Damals erschien ein Spiegel-Artikel dazu. Sowohl die
Wissenschaft als auch die Politik waren von dieser Methode sehr überrascht, und in der Gesellschaft begann
eine Diskussion darüber, ob man so etwas darf und welche Auswirkungen es hat. Dies führte am Ende zur Beauftragung des Büros für Technikfolgen-Abschätzung
des Deutschen Bundestages, das ein sehr bewährtes Instrument ist. Ich bedanke mich für die Gelegenheit, dass
erstmals in den letzten Jahren ein TAB-Bericht einzeln
diskutiert wird und nicht angehängt an ein anderes
Thema. Dieser TAB-Bericht zeigt, welche Auswirkungen, welche Folgen und welche Potenziale Climate
Engineering haben kann bzw. hat.
Neben den beiden genannten Beispielen möchte ich
die beiden Methoden ansprechen, die im Vordergrund
stehen: Das eine ist die Strahlungsabschirmung, Radiation Management, also Strahlungsmanagement. Das andere ist das Einfangen von Kohlendioxid, wie es bei
Lohafex geplant war, dass man also versucht, Kohlendioxid aus der Atmosphäre oder dem Wasser zu binden
und dann zu entfernen. Bei beiden Arten von Climate
Engineering wissen wir, bestätigt durch den TAB-Bericht, dass die Auswirkungen völlig unklar sind.

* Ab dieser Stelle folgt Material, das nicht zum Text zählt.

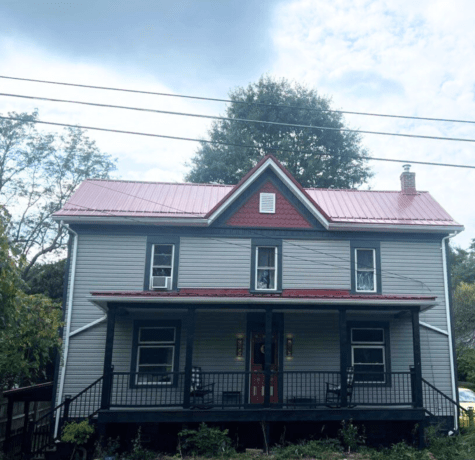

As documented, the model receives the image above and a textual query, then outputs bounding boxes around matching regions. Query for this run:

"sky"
[0,0,474,248]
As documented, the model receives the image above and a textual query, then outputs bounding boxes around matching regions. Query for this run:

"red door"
[250,332,278,404]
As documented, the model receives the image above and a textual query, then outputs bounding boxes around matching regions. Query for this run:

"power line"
[1,74,475,126]
[1,115,475,170]
[2,91,475,144]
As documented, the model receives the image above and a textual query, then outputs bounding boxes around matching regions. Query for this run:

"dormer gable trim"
[206,156,331,229]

Es gibt zwar keine Anwendung solcher Ideen bzw.
Projekte. Aber wir wissen überhaupt nicht, was passiert,
wenn wir in großem Maße Kohlendioxid, beispielsweise
über Eisendüngung im Ozean, binden. Wir verzeichnen
seit dem Klimawandel, seit dem Anstieg der Temperatur
eine zunehmende Versäuerung der Ozeane. Wir wissen
nicht, welche ökologischen Katastrophen es nach sich
zieht, wenn die Ozeane nicht mehr als Brutstätte, als Geburtsort für Fische und andere Lebewesen zur Verfügung
stehen, weil die natürlichen Bedingungen nicht mehr
existieren.
Beim Radiation Management vermuten wir, dass eine
der Auswirkungen sein könnte, dass zum Beispiel die
mittleren Niederschläge nachlassen. Das wird einige Regionen freuen - Lüdenscheid wird sich freuen, weil es
im Sauerland weniger regnen wird -, aber in anderen
Breitengraden wird es katastrophale Folgen haben, wenn
weniger Regen fällt.
Eine Schlussfolgerung des vorliegenden Berichtes ist,
dass die Fragen, die wir haben, völlig ungeklärt sind.
Wir wissen nicht, was im internationalen Kontext passiert, wenn ein Land Climate Engineering betreibt, aber
die Auswirkungen in einem anderen Land zutage treten.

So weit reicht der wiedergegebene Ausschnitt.